Closing the Domain Gap in Biomedical Imaging by In-Context Control Samples

arXiv cs.LG / 4/23/2026

📰 NewsIdeas & Deep AnalysisModels & Research

Key Points

  • The paper addresses batch effects in biomedical imaging that cause deep learning models to fail when evaluated on new experimental batches, harming reproducibility and real-world deployment.
  • It introduces CS-ARM-BN, a meta-learning adaptation method that uses negative control samples as stable in-context references to perform batch normalization–based risk minimization.
  • Experiments on Mechanism-of-Action (MoA) classification in the large-scale JUMP-CP dataset show that standard ResNets experience a large accuracy drop across new batches, while the proposed meta-learning method largely closes the domain gap.
  • The authors report that even foundation models with Typical Variation Normalization do not close the gap, whereas CS-ARM-BN achieves strong generalization (near training-domain performance) and remains robust when batches come from different labs.
  • The work suggests that biomedical imaging batch effects can be neutralized effectively and practically through principled in-context adaptation using control samples that are typically available in experiments.

Abstract

The central problem in biomedical imaging are batch effects: systematic technical variations unrelated to the biological signal of interest.
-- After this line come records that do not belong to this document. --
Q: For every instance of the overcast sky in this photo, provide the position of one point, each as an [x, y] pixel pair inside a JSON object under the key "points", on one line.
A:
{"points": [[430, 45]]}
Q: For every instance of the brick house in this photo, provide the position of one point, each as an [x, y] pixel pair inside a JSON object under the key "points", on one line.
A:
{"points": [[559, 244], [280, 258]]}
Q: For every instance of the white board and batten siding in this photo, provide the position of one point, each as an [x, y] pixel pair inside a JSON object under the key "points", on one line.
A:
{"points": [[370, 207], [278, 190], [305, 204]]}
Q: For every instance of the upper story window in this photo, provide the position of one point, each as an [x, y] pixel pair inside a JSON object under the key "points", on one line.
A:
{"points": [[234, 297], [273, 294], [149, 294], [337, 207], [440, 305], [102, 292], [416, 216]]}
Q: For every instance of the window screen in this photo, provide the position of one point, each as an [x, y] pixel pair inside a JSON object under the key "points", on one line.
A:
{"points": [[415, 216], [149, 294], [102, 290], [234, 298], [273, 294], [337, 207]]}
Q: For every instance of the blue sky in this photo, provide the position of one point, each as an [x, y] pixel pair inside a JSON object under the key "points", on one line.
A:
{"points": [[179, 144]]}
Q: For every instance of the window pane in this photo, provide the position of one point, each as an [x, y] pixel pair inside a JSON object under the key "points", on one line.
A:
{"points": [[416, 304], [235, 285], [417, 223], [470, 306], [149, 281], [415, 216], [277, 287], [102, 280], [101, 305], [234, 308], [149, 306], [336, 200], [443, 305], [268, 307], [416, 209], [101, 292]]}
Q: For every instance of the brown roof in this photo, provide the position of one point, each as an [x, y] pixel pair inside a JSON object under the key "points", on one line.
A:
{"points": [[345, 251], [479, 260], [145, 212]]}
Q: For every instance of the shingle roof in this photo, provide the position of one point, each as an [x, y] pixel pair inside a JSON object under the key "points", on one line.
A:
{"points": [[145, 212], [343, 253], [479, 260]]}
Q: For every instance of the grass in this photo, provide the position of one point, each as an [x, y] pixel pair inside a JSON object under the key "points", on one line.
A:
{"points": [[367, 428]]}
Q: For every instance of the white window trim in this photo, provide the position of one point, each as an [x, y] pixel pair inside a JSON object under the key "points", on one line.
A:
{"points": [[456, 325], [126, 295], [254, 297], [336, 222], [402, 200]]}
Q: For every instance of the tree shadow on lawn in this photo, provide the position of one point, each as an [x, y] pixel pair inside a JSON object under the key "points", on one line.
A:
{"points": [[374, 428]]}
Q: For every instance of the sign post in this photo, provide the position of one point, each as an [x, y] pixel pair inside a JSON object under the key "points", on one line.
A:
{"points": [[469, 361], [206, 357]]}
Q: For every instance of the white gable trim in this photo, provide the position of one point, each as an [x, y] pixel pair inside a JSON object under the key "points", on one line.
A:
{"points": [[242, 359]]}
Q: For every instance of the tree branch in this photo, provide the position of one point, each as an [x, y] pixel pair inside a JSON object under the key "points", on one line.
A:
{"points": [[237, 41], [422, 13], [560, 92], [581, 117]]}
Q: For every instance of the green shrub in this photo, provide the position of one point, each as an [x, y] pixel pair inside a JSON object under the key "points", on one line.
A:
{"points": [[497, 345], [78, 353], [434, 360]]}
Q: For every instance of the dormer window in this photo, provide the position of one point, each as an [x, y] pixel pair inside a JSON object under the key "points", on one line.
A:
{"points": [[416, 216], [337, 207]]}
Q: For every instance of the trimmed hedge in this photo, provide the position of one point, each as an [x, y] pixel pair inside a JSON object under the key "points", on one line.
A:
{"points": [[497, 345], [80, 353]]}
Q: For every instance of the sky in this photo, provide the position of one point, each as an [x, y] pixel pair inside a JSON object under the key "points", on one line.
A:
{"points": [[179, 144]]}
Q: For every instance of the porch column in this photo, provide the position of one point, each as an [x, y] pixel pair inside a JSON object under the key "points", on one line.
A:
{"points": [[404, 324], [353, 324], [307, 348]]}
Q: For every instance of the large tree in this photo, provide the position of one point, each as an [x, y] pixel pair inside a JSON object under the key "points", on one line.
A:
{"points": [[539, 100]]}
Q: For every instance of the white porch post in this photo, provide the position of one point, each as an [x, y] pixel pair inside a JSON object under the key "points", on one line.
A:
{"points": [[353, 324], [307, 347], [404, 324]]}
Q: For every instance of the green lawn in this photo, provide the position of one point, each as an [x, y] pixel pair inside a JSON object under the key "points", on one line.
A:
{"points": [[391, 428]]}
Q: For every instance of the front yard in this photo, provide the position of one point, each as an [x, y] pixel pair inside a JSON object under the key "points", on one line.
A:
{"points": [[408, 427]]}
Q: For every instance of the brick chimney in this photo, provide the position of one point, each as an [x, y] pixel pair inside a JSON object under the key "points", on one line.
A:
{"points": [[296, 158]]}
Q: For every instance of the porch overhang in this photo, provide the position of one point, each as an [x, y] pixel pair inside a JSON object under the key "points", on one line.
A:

These batch effects critically undermine experimental reproducibility and are the primary cause of failure of deep learning systems on new experimental batches, preventing their practical use in the real world. Despite years of research, no method has succeeded in closing this performance gap for deep learning models. We propose Control-Stabilized Adaptive Risk Minimization via Batch Normalization (CS-ARM-BN), a meta-learning adaptation method that exploits negative control samples. Such unperturbed reference images are present in every experimental batch by design and serve as stable context for adaptation. We validate our novel method on Mechanism-of-Action (MoA) classification, a crucial task for drug discovery, on the large-scale JUMP-CP dataset. The accuracy of standard ResNets drops from 0.939 \pm 0.005, on the training domain, to 0.862 \pm 0.060 on data from new experimental batches. Foundation models, even after Typical Variation Normalization, fail to close this gap. We are the first to show that meta-learning approaches close the domain gap by achieving 0.935 \pm 0.018. If the new experimental batches exhibit strong domain shifts, such as being generated in a different lab, meta-learning approaches can be stabilized with control samples, which are always available in biomedical experiments. Our work shows that batch effects in bioimaging data can be effectively neutralized through principled in-context adaptation, which also makes them practically usable and efficient.